4: Notifications are sent
Different consumers listening to the notification queues pick up the new queue items entered. The iPhone alert payload is built and sent to the Apple Push Notification service whilst the e-mail message is also constructed by a separate process, and then the Postmark API is called. The e-mail data is sent to Postmark to be queued and delivered.
5: The problem hasn’t been fixed
The alert is configured to alert every 5 minutes until the alert condition disappears. Every time the stats postback comes in, we run the comparisons and check already triggered alerts to see if there’s anything we need to do. 5 minutes later we see that the alert is still open and new notifications are triggered.
6: All is well
Shortly afterwards, a postback comes in with the alert condition fixed – load is back down again. We mark the alert fixed and send notifications to tell the user that all is well again.
But what if we stop receiving data?
If your server stops reporting back then there’s no payload to trigger the alert process. As such, we run a separate set of consumers which constantly check to see if we have data from your server and if we’ve stopped receiving postbacks, we’ll trigger the no data alerts after the time period defined in the alert configuration.
It takes seconds
From postback payload coming in to notifications being delivered only takes seconds because we can easily scale out the number of consumers running and processing queue items. Every action is logged and these are exposed in the alert log within the Server Density UI so you can see the times between events.

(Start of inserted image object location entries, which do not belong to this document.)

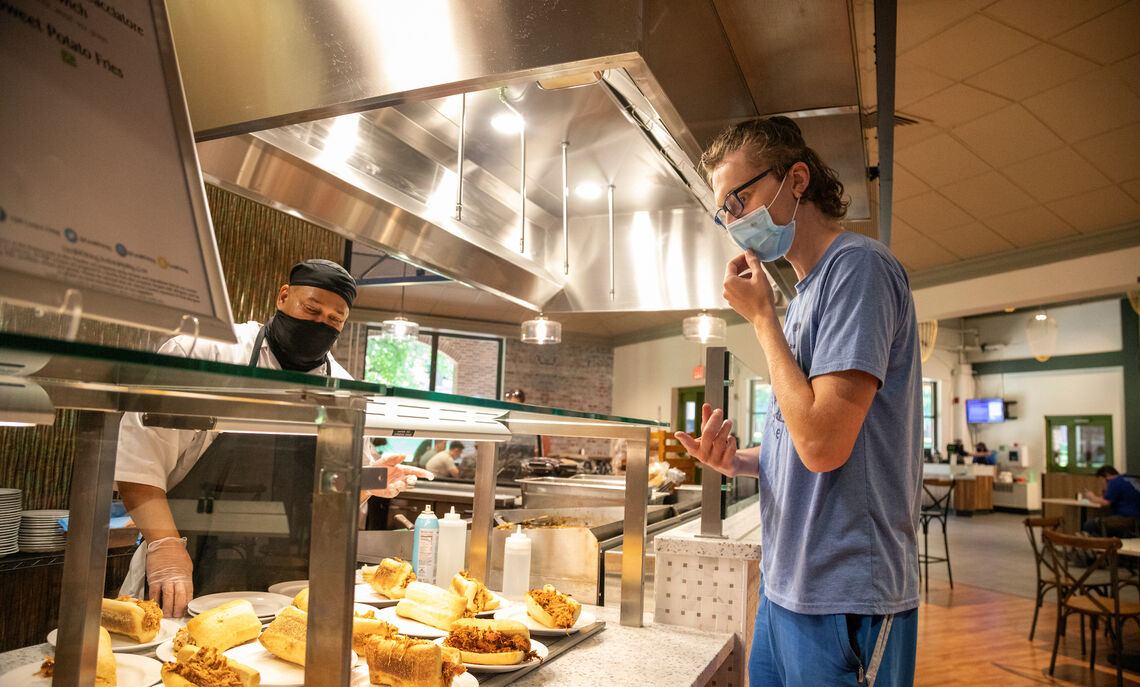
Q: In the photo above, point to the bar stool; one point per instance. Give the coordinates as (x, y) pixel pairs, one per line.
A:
(935, 507)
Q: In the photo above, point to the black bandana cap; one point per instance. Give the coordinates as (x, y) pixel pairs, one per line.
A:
(326, 275)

We are always working on improving this and one of the items on our roadmap is to combine the 2nd step so that the alert triggering bypasses the database and can get inserted into the queue immediately. Unfortunately the various PHP AMQP libraries available aren’t robust enough (connection pooling is the main thing missing here) to handle that many inserts so we’re investigating other queuing systems and methods of handling the high number of inserts.